Waarop zijn de bestuurlijke keuzes gebaseerd?
Misschien heeft u twee weken terug iets gelezen over de presentatie
die Bert Meerstadt - de nieuwe topman van NS - gaf aan de Nederlandse
pers. Hij zei: "Onze klanten willen niet met de trein reizen, maar zo
snel en comfortabel mogelijk op hun eindbestemming komen." Een
gedurfde uitspraak voor de baas van een spoorbedrijf. Meerstadt
bedoelde dat NS uitgaat van de hele reisketen. De trein is slechts een
middel; vlot vervoer van A naar B is het doel.

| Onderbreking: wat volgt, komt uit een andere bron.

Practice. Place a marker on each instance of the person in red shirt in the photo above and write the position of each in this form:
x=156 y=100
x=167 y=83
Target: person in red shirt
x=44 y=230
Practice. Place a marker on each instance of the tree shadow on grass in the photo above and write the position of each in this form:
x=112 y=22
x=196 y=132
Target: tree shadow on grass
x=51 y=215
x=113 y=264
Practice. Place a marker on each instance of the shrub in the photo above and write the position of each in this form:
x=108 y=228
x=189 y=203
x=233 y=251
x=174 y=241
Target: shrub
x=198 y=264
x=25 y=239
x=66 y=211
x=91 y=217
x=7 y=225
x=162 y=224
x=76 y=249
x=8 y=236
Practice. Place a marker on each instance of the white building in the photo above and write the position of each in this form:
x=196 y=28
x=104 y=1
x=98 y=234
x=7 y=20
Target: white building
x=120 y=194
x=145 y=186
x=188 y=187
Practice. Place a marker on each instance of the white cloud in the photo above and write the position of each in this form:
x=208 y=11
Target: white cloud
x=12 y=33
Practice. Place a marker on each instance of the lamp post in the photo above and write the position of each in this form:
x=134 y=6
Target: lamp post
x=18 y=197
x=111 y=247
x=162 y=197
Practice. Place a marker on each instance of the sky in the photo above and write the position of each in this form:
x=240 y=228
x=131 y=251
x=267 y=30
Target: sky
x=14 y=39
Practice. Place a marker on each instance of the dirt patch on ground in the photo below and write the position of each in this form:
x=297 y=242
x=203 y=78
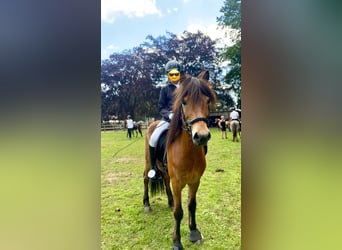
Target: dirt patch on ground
x=125 y=159
x=115 y=177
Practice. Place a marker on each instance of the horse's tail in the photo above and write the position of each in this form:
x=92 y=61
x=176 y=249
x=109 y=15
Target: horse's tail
x=157 y=186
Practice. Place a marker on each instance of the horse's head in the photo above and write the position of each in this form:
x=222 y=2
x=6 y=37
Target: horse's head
x=192 y=100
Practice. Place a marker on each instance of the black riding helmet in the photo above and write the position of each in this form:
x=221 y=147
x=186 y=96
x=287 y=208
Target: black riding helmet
x=172 y=64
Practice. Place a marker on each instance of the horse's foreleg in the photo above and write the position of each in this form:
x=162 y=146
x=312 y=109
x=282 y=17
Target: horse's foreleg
x=195 y=234
x=146 y=200
x=168 y=189
x=178 y=215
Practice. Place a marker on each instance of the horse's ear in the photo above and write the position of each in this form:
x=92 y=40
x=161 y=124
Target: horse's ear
x=204 y=75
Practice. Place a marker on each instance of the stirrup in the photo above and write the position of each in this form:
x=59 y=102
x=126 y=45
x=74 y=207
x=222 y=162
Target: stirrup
x=152 y=173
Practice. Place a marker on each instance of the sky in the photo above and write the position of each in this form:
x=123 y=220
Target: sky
x=126 y=23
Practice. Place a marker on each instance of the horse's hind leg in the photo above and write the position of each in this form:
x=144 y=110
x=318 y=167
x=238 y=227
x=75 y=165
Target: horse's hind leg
x=195 y=234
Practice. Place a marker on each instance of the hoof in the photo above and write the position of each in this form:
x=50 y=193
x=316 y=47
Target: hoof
x=177 y=246
x=195 y=235
x=147 y=209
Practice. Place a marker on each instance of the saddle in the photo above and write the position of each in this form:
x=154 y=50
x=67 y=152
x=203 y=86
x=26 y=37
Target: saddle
x=161 y=149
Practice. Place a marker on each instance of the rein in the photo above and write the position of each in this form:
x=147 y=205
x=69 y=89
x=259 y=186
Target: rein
x=188 y=123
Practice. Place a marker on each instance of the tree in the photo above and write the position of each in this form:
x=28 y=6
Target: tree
x=131 y=79
x=232 y=18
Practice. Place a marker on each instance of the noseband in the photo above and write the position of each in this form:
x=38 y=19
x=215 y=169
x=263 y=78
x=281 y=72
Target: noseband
x=189 y=123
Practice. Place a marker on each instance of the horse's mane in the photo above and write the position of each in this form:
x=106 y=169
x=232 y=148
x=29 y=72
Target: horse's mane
x=191 y=87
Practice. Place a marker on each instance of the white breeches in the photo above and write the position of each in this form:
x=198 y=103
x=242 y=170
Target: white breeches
x=161 y=127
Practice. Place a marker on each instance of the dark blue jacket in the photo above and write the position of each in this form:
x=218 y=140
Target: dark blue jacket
x=166 y=100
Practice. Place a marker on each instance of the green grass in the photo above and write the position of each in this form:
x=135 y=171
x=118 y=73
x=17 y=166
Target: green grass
x=125 y=224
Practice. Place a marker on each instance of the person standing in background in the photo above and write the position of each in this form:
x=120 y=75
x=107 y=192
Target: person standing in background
x=130 y=125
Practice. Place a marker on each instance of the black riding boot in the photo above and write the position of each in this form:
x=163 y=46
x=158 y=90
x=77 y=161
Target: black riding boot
x=154 y=174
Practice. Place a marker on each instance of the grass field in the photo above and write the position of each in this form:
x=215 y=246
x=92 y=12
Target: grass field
x=125 y=224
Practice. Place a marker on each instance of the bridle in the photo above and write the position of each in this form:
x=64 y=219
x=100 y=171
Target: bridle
x=188 y=123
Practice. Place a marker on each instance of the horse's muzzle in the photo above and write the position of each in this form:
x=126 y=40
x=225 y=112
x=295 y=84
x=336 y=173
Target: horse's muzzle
x=200 y=138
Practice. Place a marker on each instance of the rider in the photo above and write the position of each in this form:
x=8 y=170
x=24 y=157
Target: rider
x=173 y=70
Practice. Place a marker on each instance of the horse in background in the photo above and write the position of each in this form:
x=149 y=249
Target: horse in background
x=137 y=129
x=186 y=144
x=236 y=130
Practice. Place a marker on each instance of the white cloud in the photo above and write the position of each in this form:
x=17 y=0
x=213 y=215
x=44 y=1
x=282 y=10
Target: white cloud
x=213 y=32
x=131 y=8
x=108 y=51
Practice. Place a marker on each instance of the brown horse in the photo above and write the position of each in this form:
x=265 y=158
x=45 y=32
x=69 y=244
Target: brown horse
x=186 y=144
x=236 y=130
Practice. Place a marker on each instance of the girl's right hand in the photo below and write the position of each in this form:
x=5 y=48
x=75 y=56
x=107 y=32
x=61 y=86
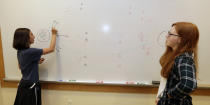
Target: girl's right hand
x=54 y=31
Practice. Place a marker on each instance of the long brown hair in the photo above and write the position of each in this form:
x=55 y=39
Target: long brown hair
x=189 y=43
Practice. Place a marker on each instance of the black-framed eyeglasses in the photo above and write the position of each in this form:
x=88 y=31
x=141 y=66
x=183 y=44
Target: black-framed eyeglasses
x=170 y=34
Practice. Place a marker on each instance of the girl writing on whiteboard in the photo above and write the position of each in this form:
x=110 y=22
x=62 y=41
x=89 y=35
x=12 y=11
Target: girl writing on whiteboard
x=29 y=88
x=179 y=65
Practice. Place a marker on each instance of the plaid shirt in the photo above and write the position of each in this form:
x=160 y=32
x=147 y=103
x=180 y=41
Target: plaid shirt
x=181 y=82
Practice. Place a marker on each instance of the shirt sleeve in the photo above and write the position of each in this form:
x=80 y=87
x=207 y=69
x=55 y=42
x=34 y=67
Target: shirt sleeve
x=188 y=83
x=36 y=54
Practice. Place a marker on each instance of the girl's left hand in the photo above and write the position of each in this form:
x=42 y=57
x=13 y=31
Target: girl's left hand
x=41 y=60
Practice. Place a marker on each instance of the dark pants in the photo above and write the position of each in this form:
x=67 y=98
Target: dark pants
x=28 y=93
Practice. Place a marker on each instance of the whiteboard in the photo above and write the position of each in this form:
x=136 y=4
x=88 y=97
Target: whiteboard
x=113 y=41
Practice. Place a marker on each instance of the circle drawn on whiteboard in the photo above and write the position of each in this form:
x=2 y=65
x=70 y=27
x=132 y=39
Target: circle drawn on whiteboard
x=161 y=39
x=43 y=36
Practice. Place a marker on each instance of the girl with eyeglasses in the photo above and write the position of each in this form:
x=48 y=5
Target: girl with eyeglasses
x=179 y=65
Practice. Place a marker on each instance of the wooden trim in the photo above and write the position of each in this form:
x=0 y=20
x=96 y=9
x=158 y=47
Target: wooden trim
x=89 y=87
x=2 y=72
x=102 y=88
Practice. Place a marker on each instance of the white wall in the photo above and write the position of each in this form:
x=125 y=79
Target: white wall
x=52 y=97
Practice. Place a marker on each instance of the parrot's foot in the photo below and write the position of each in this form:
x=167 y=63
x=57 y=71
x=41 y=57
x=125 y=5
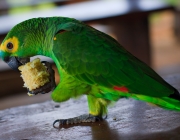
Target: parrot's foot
x=79 y=119
x=48 y=86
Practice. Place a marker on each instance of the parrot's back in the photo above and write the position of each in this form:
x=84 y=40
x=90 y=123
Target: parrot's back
x=97 y=59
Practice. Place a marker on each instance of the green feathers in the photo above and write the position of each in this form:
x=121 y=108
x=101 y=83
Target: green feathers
x=91 y=63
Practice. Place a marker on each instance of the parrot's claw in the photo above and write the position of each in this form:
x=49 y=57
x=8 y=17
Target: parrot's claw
x=48 y=86
x=80 y=119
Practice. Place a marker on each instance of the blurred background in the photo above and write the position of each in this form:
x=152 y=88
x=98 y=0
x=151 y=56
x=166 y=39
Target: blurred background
x=149 y=29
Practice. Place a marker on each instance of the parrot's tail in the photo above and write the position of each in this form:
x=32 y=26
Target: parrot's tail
x=164 y=102
x=171 y=102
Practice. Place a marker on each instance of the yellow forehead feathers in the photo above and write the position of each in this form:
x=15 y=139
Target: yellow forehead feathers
x=7 y=48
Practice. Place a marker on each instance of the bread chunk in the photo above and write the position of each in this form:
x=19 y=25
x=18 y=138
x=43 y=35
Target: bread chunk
x=34 y=74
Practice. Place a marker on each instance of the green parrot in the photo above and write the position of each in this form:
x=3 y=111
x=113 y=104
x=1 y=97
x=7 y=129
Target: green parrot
x=89 y=63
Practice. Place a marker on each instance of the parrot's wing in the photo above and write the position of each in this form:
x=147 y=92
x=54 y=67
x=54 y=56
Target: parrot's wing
x=95 y=58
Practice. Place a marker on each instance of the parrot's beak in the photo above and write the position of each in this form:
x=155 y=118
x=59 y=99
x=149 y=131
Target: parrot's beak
x=15 y=62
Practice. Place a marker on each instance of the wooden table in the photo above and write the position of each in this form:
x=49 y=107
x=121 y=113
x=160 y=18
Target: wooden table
x=127 y=119
x=128 y=19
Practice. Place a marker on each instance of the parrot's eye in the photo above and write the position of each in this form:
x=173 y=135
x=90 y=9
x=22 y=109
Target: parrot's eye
x=9 y=46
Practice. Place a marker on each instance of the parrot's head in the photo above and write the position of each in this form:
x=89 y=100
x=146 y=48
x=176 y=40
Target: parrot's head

In feite is dit ook de visie van de rijksoverheid op lightrail. Wij
zeggen: "Onze burgers willen niet met de tram reizen, maar zo snel en
comfortabel mogelijk op hun eindbestemming komen, tegen redelijke
kosten."
Ons doel is dat rond de grote steden een fijnmazig en betrouwbaar
OV-netwerk ontstaat dat voor reizigers aantrekkelijk is. Niet het
vervoermiddel staat centraal. Maar de vervoersvraag. Steeds weer
zoeken we naar het best passende antwoord. Dat kan heel goed een tram
zijn, in combinatie met andere vervoermiddelen. Lightrail kàn een
prima oplossing zijn. Er zijn genoeg goede voorbeelden die dat
bewijzen. Utrecht-Nieuwegein bijvoorbeeld. En Randstadrail.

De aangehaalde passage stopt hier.